A comparison of pairwise LD (measured as r2) for all pairs of SNPs in each region shows similar patterns across populations (Figure 2B). The Spearman’s rho value for the pairwise r2 values are 0.84, 0.94 and 0.95 for AFR vs. YRI, EAS vs. CHB+JPT and EUR vs. CEU, respectively. For between-continent comparisons, the correlations range from 0.63 for AFR vs. CEU to 0.75 for EUR vs. CHB+JPT. Similar analyses were performed using D′ as a measure of LD, although all correlations for D′ are lower compared to those of r2 (not shown). The lower correlation of D′ values may be largely caused by a ceiling effect of this measurement [20].

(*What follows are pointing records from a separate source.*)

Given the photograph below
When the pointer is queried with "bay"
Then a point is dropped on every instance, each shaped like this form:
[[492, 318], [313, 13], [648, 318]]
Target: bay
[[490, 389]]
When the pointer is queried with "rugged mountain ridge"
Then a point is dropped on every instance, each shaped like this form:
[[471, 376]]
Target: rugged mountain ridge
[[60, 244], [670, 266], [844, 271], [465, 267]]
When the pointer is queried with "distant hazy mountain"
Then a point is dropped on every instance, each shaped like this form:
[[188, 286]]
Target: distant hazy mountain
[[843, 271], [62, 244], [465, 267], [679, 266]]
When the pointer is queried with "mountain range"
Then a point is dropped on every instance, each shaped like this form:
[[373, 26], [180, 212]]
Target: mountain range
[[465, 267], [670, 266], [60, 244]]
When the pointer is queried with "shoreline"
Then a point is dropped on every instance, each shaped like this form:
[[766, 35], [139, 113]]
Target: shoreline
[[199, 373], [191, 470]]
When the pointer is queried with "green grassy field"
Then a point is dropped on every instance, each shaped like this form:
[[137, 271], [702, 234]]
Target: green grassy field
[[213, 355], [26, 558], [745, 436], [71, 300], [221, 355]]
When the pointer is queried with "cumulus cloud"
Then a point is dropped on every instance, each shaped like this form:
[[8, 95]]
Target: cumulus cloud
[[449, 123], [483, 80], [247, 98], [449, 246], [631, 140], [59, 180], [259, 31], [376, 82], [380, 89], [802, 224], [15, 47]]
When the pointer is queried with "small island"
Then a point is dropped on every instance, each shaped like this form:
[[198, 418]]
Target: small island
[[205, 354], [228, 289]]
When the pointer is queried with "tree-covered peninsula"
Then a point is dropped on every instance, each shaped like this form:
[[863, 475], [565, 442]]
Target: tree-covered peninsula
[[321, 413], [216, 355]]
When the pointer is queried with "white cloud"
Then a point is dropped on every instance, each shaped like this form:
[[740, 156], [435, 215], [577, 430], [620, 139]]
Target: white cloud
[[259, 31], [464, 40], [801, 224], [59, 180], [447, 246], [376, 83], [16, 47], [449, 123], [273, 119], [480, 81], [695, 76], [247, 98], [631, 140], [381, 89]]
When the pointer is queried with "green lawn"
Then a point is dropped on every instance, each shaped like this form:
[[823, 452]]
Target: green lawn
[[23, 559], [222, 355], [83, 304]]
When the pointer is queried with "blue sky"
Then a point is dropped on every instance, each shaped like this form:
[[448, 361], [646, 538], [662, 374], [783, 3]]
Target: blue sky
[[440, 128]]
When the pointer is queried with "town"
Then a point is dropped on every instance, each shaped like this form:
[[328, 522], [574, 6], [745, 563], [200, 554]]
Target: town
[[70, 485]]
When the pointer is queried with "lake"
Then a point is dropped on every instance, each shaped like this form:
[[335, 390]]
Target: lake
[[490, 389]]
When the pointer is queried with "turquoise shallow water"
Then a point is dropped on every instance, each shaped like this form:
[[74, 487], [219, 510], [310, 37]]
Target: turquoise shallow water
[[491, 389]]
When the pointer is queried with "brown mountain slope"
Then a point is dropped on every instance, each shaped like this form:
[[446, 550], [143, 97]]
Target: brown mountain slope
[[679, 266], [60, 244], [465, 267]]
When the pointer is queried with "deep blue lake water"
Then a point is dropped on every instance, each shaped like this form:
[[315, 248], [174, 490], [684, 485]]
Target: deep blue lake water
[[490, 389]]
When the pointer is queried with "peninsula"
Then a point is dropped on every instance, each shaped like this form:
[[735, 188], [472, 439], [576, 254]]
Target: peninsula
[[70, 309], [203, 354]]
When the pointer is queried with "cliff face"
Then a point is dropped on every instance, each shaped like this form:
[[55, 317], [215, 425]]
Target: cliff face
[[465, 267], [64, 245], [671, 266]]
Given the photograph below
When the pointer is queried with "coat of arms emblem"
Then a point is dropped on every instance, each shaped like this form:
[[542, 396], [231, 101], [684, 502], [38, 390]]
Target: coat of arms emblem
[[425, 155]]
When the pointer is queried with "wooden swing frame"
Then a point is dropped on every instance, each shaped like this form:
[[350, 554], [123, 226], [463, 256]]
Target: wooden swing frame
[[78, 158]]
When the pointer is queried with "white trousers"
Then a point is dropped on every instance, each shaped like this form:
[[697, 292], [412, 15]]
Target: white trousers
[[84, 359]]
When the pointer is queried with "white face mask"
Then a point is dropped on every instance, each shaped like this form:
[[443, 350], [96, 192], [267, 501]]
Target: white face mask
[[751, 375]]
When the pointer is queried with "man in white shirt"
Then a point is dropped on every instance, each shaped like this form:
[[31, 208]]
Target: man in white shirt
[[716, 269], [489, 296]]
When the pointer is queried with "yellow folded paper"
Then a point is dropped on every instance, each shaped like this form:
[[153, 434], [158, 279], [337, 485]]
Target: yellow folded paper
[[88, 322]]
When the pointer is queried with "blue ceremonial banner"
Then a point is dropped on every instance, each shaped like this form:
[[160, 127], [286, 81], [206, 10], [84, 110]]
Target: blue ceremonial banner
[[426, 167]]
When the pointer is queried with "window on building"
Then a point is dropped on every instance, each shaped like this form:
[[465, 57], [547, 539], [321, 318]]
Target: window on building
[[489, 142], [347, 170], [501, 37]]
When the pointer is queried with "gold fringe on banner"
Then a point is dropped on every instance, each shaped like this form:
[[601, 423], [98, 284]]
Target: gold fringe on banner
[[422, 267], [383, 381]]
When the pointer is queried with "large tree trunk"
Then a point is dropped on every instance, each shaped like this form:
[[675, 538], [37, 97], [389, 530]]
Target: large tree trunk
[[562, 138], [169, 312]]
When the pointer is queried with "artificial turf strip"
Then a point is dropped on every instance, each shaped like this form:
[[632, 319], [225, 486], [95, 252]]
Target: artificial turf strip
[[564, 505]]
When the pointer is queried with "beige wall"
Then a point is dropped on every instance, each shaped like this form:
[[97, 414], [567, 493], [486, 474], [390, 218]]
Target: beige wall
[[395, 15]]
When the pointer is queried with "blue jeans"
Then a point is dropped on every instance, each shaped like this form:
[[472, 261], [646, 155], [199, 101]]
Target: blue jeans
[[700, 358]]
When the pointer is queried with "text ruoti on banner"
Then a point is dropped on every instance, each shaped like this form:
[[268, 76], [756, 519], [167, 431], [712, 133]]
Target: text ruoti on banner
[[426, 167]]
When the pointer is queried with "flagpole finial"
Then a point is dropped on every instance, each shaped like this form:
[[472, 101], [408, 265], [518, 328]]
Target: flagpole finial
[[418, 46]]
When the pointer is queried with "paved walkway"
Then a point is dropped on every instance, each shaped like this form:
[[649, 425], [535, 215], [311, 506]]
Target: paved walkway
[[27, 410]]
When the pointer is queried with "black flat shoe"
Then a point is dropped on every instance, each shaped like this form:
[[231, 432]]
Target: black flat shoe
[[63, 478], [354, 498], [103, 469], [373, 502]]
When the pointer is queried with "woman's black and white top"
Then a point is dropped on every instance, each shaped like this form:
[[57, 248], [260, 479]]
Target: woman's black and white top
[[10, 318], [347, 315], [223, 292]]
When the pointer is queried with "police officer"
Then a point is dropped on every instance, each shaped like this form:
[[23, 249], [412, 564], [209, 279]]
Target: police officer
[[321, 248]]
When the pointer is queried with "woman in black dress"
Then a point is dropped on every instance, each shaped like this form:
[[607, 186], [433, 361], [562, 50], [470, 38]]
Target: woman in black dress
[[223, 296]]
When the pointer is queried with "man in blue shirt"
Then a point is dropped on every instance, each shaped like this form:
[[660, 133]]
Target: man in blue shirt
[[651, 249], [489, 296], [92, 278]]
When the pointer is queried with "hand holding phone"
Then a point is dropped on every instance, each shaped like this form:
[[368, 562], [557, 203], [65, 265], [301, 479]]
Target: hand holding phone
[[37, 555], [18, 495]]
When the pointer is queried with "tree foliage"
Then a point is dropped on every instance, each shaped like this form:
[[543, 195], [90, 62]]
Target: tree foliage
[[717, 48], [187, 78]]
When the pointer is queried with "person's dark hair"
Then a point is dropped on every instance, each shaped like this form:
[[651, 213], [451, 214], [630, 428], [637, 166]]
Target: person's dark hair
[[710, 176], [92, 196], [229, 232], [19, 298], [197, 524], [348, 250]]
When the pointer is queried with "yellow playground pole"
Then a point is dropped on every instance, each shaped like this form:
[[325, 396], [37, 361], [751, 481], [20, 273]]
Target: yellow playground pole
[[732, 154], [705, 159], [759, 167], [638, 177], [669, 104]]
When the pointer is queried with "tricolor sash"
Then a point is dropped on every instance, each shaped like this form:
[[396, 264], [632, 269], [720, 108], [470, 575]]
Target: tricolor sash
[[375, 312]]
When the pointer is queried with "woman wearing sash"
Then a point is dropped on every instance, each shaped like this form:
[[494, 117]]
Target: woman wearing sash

We then compared allele frequencies and LD patterns of HapMap populations with the Indian and Pygmy population samples. Allele frequencies in these two populations are less correlated with the corresponding frequencies in the HapMap populations than was the case for our continental groups (Figure 3). Allele frequencies for Indians show the highest correlation with the HapMap JPT+CHB (rho=0.71), and Mbuti Pygmies correlate best with the HapMap YRI (rho=0.87). Pairwise LD (r2) values also show a weaker correlation with HapMap populations, relative to the results of our continental groups. LD patterns in Indians are correlated with LD in the HapMap CHB+JPT and CEU populations to a similar degree (rho=0.76 and 0.71, respectively) and to a lesser degree with YRI (rho=0.62). The LD pattern in Mbuti Pygmies is most similar to that in the HapMap YRI population (rho=0.60; Figure 4), although the correlation is less than the correlation between AFR and YRI (rho=0.84; Figure 2B).

Figure 3
Correlation of allele frequency between HapMap populations and A) Indians; B) Mbuti Pygmies
Figure 4
Correlation of pairwise LD (r2) between HapMap populations and A) Indians; B) Mbuti Pygmies

HapMap tagSNP transferability in comparable continental groups

To examine the transferability and tagging efficiency of HapMap tagSNPs in major continental groups, tagSNPs in each genomic region were selected from each HapMap population so that 100% of the known polymorphic SNPs in each region would be captured with r2 >= 0.8 in that population. These sets of tagSNPs were then evaluated in each of our continental groups to determine the SNP capture rate: the percentage of SNPs captured at r2 >= 0.8 when using a pairwise tagging algorithm. These SNP capture rates show how well the chosen tagSNPs represent haplotype variation in other populations. The tagging efficiency is evaluated by the total number of the captured SNPs divided by the number of tagSNPs used, i.e. the number of SNPs captured per tagSNP. By calculating per tagSNP capture rate, we effectively normalize the different number of tagSNPs selected from each HapMap population. The more SNPs captured per tagSNP, the more efficient the tagSNP strategy will be.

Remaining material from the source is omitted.